The statements create a table with three records:

select * from test_db.test_table;
1       a
2       b
3       c

Read data from Hive

Now we can create a PySpark script (read-hive.py) to read from Hive table.

from pyspark.sql import SparkSession

appName = "PySpark Example - Read Hive"
master = "local"

# Create Spark session
spark = SparkSession.builder \
    .appName(appName) \
    .master(master) \
    .enableHiveSupport() \
    .getOrCreate()

spark.sparkContext.setLogLevel("WARN")

# Create DF by reading from Hive
df = spark.sql("select * from test_db.test_table")
print(df.schema)
df.show()

enableHiveSupport will force Spark to use Hive data data catalog instead of in-memory catalog. You will be able to see logs of connecting Hive metastore thrift service like the following:

2022-07-08T19:43:23,205 INFO [Thread-5] hive.metastore - Trying to connect to metastore with URI thrift://127.0.0.1:9083 2022-07-08T19:43:23,225 INFO [Thread-5] hive.metastore - Opened a connection to metastore, current connections: 1 2022-07-08T19:43:23,253 INFO [Thread-5] hive.metastore - Connected to metastore.

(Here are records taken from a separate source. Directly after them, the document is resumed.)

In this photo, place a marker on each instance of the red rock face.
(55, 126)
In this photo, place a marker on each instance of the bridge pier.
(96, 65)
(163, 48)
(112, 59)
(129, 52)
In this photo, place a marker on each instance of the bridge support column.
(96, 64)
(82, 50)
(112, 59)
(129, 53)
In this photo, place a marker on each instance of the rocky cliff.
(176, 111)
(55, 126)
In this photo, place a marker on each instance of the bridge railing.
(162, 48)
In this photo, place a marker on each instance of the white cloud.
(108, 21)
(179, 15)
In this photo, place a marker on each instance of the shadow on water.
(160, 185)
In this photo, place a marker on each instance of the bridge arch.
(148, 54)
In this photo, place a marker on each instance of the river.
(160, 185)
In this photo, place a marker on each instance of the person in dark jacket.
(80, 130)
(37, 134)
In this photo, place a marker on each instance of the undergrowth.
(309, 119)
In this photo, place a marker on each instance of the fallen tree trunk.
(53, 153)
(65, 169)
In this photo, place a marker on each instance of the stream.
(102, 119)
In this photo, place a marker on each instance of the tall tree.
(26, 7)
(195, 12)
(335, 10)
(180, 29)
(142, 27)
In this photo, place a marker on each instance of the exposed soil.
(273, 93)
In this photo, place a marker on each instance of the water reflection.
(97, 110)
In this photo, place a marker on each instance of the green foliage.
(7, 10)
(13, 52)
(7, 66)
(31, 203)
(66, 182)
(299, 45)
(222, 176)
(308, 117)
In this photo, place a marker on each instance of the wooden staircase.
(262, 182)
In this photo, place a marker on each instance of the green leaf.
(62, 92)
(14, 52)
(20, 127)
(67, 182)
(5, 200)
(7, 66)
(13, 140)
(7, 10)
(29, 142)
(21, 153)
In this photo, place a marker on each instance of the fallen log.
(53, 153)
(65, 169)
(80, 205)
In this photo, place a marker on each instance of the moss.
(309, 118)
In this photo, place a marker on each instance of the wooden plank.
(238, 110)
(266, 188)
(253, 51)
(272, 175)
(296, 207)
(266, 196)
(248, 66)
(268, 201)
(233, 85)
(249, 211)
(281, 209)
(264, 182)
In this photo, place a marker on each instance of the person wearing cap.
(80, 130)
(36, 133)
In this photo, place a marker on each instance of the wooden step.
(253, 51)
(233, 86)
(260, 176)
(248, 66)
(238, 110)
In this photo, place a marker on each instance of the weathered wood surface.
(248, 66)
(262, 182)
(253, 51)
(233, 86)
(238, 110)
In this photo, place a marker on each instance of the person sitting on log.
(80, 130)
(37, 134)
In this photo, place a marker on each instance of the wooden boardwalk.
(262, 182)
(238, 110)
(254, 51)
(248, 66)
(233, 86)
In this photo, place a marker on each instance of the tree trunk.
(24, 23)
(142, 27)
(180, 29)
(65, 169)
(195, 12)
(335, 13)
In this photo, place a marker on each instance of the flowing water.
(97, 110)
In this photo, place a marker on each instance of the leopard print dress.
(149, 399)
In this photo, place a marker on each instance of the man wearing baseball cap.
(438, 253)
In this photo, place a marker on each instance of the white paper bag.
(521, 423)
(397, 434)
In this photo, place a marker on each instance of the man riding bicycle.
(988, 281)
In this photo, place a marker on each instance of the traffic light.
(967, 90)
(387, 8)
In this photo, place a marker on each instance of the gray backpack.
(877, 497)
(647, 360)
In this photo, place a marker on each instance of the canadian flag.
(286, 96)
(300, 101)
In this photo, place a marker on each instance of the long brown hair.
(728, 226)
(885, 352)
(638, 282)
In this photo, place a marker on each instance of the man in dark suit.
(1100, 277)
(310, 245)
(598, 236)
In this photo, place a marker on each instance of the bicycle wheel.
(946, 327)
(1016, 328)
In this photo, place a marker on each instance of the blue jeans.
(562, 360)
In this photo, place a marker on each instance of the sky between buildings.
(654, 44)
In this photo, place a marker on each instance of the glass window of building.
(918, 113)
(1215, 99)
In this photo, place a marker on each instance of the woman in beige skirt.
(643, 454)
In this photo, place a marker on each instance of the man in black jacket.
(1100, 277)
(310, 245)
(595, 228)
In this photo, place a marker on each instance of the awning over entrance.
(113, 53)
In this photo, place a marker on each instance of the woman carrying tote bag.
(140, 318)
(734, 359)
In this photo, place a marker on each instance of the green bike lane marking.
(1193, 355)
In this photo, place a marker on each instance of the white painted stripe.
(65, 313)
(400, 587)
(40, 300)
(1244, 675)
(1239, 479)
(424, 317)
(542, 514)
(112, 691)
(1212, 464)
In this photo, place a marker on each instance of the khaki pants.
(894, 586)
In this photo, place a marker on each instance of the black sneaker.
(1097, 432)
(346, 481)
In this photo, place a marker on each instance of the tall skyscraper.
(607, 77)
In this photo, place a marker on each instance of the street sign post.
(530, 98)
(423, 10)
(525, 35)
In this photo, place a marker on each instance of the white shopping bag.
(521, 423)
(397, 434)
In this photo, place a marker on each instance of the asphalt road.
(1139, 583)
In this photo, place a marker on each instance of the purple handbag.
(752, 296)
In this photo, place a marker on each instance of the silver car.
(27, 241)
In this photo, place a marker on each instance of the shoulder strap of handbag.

Run the script using the following command:

spark-submit read-hive.py

Output:

StructType([StructField('id', IntegerType(), True), StructField('attr', StringType(), True)])
+---+----+
| id|attr|
+---+----+
|  1|   a|
|  2|   b|
|  3|   c|
+---+----+

With Hive support enabled, you can also use Hive built-in SQL functions that don't exist in Spark SQL functions.